The dynamic growth of dental implant maker Nobel Biocare is set to continue, driven by a market that is full of potential and largely untapped. The market as a whole is forecast to flourish between 18 and 20 per cent, so the firm has plenty of room for growth. Canepa told swissinfo after a presentation in Zurich on Thursday that people did not realise how dentistry had moved on. She said people did not have to be afraid of going to the dentist any more, adding that she was well aware that patients wanted to avoid pain, to limit how often they went to the dentist and to contain more long-lasting aesthetics.And there still was the fight going on against surgeons because [the cardiologists] didn't get enough patients. So in a lot of countries they couldn't even launch, because the patient was not there.

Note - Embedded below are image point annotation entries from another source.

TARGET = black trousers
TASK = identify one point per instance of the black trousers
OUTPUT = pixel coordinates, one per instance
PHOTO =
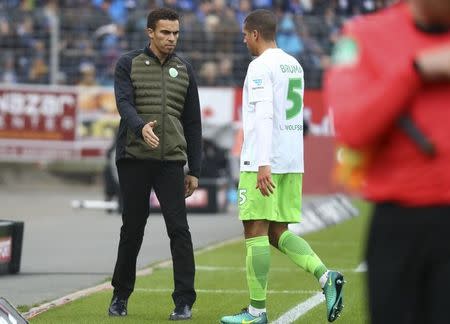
(137, 178)
(408, 257)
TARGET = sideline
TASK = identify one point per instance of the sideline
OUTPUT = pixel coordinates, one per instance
(107, 285)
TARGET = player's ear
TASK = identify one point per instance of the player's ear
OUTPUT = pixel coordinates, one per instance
(150, 33)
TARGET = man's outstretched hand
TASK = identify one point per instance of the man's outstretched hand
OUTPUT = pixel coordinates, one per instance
(149, 136)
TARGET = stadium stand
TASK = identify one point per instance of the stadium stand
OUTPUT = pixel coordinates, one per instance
(78, 41)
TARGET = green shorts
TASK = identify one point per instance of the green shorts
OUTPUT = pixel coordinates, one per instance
(283, 205)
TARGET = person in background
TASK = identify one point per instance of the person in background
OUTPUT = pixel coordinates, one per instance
(160, 129)
(390, 103)
(271, 170)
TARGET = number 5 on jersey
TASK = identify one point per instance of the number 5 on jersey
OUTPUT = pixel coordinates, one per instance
(295, 96)
(242, 196)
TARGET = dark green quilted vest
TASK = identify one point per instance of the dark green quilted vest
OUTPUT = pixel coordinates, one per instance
(159, 94)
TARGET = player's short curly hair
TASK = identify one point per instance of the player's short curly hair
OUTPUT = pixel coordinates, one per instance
(263, 21)
(161, 14)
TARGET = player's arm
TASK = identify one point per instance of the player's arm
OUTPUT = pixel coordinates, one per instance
(261, 96)
(264, 130)
(124, 93)
(366, 101)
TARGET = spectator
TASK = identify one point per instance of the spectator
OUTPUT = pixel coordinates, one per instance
(88, 74)
(287, 37)
(208, 74)
(390, 103)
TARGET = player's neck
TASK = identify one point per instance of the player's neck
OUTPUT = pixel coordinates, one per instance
(265, 46)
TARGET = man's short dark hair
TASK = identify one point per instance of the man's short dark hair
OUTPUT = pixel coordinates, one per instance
(263, 21)
(161, 14)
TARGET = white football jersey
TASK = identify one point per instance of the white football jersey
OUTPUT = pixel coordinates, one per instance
(277, 77)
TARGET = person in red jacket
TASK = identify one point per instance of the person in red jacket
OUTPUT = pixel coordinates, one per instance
(389, 95)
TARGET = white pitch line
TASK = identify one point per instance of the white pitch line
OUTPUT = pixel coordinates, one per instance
(228, 291)
(300, 310)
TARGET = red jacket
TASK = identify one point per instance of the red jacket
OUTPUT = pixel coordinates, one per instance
(368, 97)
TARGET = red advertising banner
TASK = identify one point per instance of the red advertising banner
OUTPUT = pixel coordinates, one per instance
(5, 249)
(37, 114)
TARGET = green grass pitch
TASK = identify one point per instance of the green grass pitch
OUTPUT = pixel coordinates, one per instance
(222, 290)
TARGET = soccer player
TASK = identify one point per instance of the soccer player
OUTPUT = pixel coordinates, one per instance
(389, 91)
(270, 184)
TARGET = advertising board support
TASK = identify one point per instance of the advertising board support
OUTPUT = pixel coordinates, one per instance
(11, 237)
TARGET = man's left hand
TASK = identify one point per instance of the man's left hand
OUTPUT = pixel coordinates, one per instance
(190, 184)
(264, 181)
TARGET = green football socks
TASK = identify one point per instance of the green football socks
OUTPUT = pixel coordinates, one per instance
(257, 266)
(299, 251)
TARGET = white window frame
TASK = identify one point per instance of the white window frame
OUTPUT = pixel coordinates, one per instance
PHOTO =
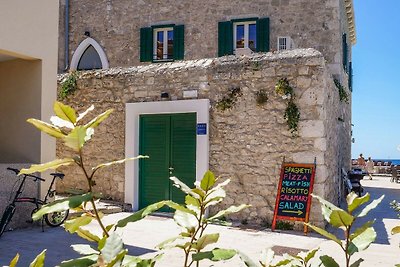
(165, 45)
(246, 33)
(289, 43)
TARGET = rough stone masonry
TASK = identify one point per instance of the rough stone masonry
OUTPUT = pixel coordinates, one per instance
(248, 142)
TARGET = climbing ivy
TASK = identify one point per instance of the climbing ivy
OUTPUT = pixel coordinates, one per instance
(68, 85)
(292, 112)
(228, 101)
(343, 96)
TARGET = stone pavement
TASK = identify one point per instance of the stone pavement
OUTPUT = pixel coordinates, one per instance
(141, 238)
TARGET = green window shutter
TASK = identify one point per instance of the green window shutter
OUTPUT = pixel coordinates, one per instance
(179, 42)
(345, 52)
(146, 44)
(263, 35)
(225, 38)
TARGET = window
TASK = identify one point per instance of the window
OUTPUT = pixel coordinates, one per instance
(252, 33)
(285, 43)
(89, 55)
(90, 59)
(245, 35)
(162, 43)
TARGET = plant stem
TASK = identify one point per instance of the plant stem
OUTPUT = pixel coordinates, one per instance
(89, 180)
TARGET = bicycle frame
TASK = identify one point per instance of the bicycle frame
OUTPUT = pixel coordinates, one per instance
(37, 201)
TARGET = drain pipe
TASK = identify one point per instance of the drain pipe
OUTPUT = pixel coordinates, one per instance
(66, 36)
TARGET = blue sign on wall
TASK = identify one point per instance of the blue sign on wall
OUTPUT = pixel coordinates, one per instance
(202, 129)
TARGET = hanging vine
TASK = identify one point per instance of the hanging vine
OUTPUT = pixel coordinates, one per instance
(343, 96)
(292, 112)
(68, 85)
(228, 101)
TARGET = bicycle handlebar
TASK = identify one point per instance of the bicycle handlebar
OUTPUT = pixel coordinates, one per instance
(27, 175)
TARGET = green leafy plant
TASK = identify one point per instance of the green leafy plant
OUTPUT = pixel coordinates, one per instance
(68, 127)
(292, 112)
(261, 97)
(68, 85)
(284, 225)
(283, 88)
(355, 241)
(228, 101)
(343, 95)
(193, 220)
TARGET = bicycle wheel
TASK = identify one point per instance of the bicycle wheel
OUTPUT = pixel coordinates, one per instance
(7, 215)
(55, 219)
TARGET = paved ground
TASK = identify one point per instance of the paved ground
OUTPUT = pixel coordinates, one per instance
(141, 237)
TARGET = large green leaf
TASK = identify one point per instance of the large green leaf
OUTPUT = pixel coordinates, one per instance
(83, 114)
(340, 218)
(193, 204)
(64, 112)
(362, 241)
(80, 262)
(141, 214)
(117, 162)
(324, 233)
(96, 121)
(186, 220)
(56, 121)
(14, 261)
(328, 261)
(86, 234)
(39, 260)
(361, 229)
(182, 186)
(117, 259)
(208, 181)
(84, 249)
(77, 137)
(370, 207)
(396, 230)
(326, 208)
(47, 128)
(61, 205)
(356, 263)
(73, 225)
(216, 254)
(46, 166)
(310, 255)
(205, 240)
(112, 247)
(230, 210)
(353, 201)
(215, 197)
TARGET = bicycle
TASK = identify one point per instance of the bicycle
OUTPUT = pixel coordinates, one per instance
(52, 219)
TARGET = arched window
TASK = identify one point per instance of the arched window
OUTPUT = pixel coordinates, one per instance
(89, 55)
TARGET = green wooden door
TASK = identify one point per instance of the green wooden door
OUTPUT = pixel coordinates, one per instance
(170, 142)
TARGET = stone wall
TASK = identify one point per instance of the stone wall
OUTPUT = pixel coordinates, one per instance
(247, 143)
(115, 25)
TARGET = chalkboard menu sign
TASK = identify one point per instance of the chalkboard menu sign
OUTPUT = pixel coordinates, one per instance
(294, 192)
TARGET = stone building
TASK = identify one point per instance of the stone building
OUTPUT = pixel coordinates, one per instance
(28, 83)
(165, 67)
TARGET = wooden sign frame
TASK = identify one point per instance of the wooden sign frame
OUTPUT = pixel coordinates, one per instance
(308, 205)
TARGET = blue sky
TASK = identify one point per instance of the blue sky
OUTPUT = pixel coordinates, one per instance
(376, 90)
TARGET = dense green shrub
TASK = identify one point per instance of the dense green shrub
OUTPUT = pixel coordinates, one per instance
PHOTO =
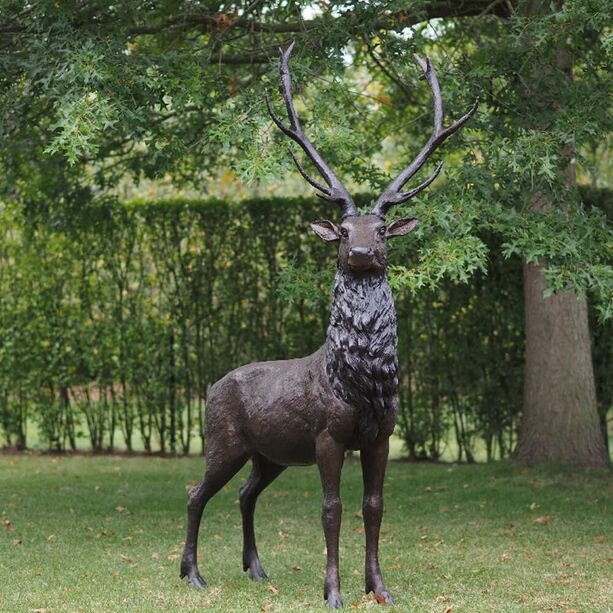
(116, 322)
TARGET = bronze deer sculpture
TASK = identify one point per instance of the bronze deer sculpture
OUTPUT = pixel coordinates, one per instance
(343, 396)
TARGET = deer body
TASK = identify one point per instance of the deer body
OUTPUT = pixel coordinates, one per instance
(279, 408)
(343, 396)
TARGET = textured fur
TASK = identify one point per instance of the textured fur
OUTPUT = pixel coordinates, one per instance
(361, 361)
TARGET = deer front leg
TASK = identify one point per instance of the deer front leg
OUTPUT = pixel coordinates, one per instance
(374, 460)
(330, 456)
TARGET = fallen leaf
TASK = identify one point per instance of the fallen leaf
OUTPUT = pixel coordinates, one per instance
(543, 519)
(380, 599)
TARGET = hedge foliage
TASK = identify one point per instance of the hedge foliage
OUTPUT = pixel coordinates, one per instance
(113, 324)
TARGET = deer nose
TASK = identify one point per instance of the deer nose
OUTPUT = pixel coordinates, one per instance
(361, 251)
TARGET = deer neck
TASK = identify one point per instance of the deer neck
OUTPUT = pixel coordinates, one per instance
(361, 359)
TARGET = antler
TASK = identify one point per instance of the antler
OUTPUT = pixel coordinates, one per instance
(392, 194)
(335, 191)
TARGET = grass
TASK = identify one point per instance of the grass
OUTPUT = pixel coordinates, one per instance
(106, 533)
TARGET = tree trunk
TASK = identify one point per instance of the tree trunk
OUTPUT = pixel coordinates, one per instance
(560, 417)
(560, 420)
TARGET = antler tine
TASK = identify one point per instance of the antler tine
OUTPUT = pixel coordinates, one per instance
(335, 191)
(392, 194)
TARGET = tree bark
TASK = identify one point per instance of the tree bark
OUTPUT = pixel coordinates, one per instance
(560, 421)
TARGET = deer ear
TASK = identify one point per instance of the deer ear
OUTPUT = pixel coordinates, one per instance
(400, 227)
(326, 229)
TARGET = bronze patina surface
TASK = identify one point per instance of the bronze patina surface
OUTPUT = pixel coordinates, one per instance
(343, 396)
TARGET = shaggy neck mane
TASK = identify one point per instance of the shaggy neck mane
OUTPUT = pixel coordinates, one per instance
(361, 361)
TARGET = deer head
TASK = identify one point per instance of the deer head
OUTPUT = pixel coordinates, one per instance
(363, 238)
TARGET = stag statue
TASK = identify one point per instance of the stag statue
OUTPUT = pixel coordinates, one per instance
(343, 396)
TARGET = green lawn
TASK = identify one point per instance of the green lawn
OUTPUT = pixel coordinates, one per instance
(105, 534)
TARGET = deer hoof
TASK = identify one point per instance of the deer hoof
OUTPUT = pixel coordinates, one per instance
(194, 580)
(257, 574)
(334, 601)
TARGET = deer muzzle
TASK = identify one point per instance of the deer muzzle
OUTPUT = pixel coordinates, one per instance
(361, 257)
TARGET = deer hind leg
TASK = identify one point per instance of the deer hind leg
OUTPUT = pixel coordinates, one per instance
(219, 470)
(263, 473)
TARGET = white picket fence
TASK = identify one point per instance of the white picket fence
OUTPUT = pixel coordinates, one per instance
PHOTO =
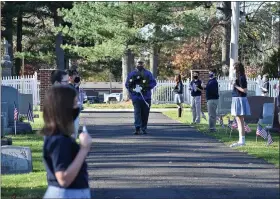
(27, 84)
(163, 92)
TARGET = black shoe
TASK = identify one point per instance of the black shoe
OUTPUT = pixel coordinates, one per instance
(137, 132)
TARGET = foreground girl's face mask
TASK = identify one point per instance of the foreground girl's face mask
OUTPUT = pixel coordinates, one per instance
(76, 109)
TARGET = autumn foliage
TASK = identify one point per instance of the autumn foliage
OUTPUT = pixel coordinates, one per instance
(192, 54)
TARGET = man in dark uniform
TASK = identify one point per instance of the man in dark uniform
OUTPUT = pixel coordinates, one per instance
(75, 81)
(140, 82)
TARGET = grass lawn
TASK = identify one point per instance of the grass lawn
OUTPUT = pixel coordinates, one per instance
(257, 149)
(127, 105)
(32, 185)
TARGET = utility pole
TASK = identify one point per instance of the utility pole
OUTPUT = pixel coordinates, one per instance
(234, 37)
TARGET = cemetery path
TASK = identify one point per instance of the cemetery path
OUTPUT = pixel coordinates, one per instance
(173, 161)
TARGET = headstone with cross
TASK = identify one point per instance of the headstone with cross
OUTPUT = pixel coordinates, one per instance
(6, 63)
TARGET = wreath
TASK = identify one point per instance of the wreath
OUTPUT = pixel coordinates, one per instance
(138, 79)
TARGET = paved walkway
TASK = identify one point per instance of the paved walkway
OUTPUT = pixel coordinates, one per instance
(172, 162)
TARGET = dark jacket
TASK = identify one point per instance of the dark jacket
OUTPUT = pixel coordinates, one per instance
(212, 89)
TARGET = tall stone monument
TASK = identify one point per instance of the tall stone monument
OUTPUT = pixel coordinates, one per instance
(6, 63)
(6, 67)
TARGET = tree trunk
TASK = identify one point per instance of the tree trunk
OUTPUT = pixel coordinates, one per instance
(226, 33)
(18, 61)
(60, 62)
(154, 60)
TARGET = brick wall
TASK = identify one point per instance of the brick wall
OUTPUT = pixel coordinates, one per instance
(204, 77)
(45, 83)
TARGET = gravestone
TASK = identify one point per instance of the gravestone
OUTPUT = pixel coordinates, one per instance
(15, 160)
(11, 96)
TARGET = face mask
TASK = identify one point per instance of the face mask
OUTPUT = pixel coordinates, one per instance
(76, 112)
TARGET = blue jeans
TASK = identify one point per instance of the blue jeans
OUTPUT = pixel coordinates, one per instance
(57, 192)
(141, 114)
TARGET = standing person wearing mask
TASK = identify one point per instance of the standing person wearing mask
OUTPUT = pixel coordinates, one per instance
(265, 86)
(59, 77)
(64, 159)
(240, 106)
(178, 90)
(196, 88)
(75, 81)
(278, 98)
(212, 97)
(141, 79)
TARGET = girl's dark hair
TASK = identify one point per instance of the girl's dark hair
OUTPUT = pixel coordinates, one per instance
(240, 70)
(178, 78)
(58, 110)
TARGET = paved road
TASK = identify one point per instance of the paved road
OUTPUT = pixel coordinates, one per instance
(172, 162)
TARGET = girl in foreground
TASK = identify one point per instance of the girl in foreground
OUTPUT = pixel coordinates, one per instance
(64, 159)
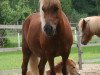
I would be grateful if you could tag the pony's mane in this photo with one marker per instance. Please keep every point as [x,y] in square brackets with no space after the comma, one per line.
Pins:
[47,3]
[93,23]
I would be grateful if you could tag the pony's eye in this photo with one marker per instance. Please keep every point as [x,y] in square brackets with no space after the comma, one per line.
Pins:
[55,9]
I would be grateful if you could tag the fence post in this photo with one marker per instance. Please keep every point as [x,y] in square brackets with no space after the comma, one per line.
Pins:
[18,40]
[79,48]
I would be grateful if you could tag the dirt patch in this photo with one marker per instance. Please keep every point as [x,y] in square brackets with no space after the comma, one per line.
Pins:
[90,69]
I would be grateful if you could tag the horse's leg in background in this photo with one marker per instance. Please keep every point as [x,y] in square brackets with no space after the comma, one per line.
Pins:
[41,65]
[26,55]
[64,69]
[64,60]
[51,64]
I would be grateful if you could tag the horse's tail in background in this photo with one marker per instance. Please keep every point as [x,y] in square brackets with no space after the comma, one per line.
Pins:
[33,65]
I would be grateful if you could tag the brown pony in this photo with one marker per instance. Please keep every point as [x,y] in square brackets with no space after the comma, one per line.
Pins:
[46,34]
[71,68]
[89,26]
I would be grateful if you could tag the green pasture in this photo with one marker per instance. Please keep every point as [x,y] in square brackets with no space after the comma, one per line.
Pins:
[13,60]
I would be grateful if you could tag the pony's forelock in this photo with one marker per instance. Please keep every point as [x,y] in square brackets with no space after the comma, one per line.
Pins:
[46,3]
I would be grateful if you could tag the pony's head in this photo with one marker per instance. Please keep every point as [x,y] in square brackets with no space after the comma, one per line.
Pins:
[85,31]
[50,15]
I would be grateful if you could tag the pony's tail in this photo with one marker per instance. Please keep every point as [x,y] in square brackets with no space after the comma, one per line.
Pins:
[33,65]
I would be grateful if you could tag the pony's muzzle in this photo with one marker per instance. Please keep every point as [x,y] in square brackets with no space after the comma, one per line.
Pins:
[49,30]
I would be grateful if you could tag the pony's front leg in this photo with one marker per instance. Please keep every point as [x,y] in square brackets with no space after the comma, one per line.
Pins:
[26,56]
[51,64]
[41,65]
[64,69]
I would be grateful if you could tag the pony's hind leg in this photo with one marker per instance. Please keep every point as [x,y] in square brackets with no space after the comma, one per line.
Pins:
[41,65]
[64,69]
[26,56]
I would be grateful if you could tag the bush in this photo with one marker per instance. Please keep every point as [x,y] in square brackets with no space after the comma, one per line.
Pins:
[75,16]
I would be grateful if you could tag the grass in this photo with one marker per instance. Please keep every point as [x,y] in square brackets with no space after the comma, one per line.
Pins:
[10,60]
[13,60]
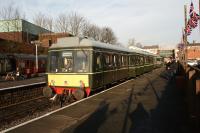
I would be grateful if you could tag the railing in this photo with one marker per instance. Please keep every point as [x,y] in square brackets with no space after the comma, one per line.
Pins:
[189,81]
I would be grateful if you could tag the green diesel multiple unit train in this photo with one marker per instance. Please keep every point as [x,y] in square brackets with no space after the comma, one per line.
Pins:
[78,66]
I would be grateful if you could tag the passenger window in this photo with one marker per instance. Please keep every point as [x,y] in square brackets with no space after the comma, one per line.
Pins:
[98,62]
[82,61]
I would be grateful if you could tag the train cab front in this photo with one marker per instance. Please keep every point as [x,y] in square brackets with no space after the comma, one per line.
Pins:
[68,74]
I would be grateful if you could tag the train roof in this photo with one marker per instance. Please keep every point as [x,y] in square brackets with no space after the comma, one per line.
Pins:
[76,42]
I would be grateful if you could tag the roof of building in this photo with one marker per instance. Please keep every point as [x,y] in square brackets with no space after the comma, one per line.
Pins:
[77,42]
[151,47]
[19,25]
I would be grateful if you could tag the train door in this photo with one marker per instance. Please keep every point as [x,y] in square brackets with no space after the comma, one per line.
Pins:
[96,79]
[115,66]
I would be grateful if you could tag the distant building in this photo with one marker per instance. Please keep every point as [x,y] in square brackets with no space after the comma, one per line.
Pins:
[152,49]
[193,51]
[167,53]
[46,39]
[19,30]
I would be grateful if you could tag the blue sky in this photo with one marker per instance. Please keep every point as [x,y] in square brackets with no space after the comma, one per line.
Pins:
[149,22]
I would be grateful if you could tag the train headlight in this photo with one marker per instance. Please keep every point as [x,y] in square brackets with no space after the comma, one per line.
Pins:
[65,82]
[82,85]
[52,82]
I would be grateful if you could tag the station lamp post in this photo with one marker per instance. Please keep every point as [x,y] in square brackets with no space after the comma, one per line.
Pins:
[36,43]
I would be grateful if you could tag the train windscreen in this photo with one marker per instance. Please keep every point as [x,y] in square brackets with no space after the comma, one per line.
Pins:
[69,61]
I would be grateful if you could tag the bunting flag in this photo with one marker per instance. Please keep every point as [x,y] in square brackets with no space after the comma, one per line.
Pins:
[193,20]
[191,8]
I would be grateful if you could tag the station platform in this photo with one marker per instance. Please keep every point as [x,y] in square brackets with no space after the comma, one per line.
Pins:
[13,84]
[150,103]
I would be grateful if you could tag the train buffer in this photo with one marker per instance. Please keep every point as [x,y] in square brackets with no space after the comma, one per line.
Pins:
[150,103]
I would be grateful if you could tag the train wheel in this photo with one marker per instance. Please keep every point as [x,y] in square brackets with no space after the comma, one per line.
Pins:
[47,92]
[79,94]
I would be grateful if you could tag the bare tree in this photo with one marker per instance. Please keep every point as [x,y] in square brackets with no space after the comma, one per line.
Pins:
[131,42]
[11,16]
[61,24]
[49,23]
[40,20]
[108,36]
[93,31]
[139,45]
[76,23]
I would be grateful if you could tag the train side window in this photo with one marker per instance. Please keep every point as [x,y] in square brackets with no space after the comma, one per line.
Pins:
[141,60]
[119,60]
[82,61]
[114,61]
[54,62]
[98,62]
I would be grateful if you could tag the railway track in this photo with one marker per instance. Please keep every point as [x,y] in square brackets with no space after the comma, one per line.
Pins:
[19,94]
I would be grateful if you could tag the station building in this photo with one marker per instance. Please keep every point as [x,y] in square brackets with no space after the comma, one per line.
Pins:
[152,49]
[19,30]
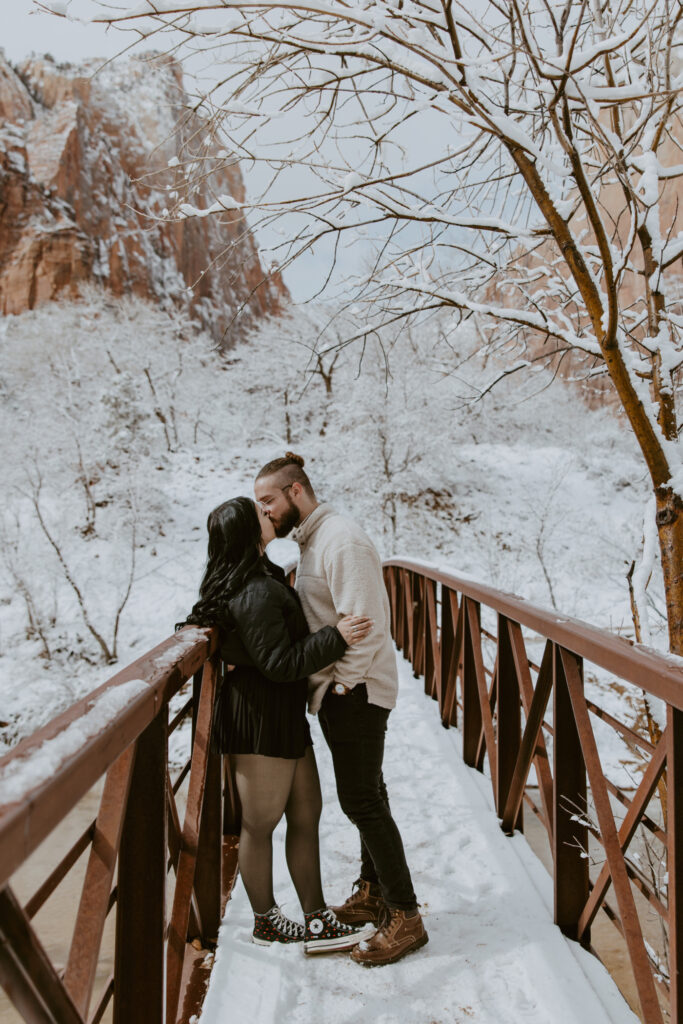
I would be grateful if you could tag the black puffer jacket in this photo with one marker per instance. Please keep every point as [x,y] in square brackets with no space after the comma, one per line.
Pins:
[271,635]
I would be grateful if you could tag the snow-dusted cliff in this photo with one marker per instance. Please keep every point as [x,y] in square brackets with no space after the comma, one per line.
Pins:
[88,156]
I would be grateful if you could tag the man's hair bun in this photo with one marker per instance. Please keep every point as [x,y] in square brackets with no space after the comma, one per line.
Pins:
[296,459]
[290,470]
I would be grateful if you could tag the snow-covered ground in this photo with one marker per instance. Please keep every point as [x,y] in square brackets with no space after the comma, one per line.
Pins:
[494,954]
[138,422]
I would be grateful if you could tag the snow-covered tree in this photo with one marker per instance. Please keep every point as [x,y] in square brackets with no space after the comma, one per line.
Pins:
[517,163]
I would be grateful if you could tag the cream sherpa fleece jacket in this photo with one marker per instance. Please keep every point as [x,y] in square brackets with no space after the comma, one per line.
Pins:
[340,573]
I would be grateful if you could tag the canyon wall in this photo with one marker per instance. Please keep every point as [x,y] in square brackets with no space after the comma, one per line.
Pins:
[89,160]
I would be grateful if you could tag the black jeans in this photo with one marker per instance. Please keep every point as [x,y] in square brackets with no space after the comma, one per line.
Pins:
[354,731]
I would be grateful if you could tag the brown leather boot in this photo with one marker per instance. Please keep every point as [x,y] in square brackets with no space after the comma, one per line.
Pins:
[396,936]
[365,903]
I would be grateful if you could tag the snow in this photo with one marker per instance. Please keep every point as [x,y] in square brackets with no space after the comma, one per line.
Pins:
[494,954]
[487,487]
[27,773]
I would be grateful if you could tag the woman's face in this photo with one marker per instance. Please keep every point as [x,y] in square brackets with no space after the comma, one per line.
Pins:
[267,529]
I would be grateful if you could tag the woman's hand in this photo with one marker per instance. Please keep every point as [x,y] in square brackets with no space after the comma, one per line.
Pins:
[354,628]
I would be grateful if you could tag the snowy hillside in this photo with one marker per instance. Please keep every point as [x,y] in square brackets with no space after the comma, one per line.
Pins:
[123,428]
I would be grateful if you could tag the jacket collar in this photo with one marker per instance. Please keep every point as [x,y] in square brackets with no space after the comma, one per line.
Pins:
[303,534]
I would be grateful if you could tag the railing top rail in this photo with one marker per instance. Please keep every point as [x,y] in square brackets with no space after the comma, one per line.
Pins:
[660,675]
[48,772]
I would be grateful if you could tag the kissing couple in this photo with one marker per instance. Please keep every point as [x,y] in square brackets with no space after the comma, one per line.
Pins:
[326,643]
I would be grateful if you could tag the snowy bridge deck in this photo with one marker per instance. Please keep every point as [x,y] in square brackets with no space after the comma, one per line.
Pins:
[491,662]
[495,954]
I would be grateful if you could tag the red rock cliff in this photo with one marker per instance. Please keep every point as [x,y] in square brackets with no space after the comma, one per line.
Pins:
[84,181]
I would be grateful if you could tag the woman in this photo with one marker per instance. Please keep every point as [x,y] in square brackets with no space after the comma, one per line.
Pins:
[261,720]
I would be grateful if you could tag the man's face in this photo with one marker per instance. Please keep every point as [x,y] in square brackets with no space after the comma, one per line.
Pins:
[275,502]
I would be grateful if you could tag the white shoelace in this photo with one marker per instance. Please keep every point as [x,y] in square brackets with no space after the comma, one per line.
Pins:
[332,919]
[283,924]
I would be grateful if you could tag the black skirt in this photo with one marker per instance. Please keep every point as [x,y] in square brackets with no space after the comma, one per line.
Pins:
[255,715]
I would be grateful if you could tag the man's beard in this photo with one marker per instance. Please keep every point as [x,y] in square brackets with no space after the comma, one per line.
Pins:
[288,521]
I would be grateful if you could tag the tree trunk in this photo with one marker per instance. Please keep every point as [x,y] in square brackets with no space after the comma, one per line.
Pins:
[670,526]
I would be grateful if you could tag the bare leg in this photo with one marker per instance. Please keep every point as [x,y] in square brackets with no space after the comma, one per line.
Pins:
[303,814]
[264,785]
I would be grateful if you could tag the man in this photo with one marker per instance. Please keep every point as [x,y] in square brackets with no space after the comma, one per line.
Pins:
[340,572]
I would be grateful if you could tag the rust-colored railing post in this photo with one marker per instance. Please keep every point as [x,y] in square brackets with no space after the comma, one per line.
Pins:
[431,659]
[419,605]
[140,924]
[471,707]
[675,859]
[509,720]
[399,599]
[569,809]
[208,880]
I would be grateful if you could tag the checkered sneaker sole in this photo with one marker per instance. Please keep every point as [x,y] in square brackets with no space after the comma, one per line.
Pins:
[326,934]
[274,927]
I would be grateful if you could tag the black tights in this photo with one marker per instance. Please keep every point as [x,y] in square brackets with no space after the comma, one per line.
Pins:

That was a real pioneering group.
And you could feel it. Innovative. I'm so glad I was part of it then because this was really something, everybodyexciting.
To start with, it's all about the dogs. How you control to be happily married for over 50 years despite having two stressful jobs and prosperous careers in different countries, and how Heliane has developed into an absolute football expert over the years. Apple Podcasts. Google Podcasts.Exciting things! It was not normal.
And the group was then growing bigger and bigger because Andreas went to Atlanta, continued to execute the courses there. And everybody was going there. He was the only one and it was a lot of playfulness.
The patients were awake, Andreas talked to them, very agreeable with the patient, you comprehend. He said "Nice belly, agreeable cook." The patient was waving after the procedure. It was this human atmosphere that you have in the beginning of such a thing, and then it's loosening up and it's getting more routine.
And patients are sedated or not part of it anymore, as in the beginning they were part of it.
Q: You mentioned the resistance against the procedure in the beginning. Does that still exist?
There is no resistance, not the resistance we had in the beginning of PTCA.
On the contrary, now we possess a program for beta radiation. And everybody wants it. Everybody wants to be on the trials. So we have much more response. People want to have something different or unused.
Award-winning entrepreneur Heliane Canepa is to step down as main person executive of dental implant manufacturer Nobel Biocare. Of course, Mr Scala will want to deposit his own focus. You possess to give him, as with every other new CEO, days before he can say where that focus lies. She was also named as the sixth most-influential female boss in Europe in by the Financial Times newspaper.So it's not favor in the beginning.
Q: What about the future of angioplasty?
There is a lot to do, still to do. Carotids, neuroradiology, aortic aneurysm, these are all places we have to do a lot of things. So I don't think it will ever end.
There will be always a place to go with ideas. It's a fascinating, absolutely fascinating industry!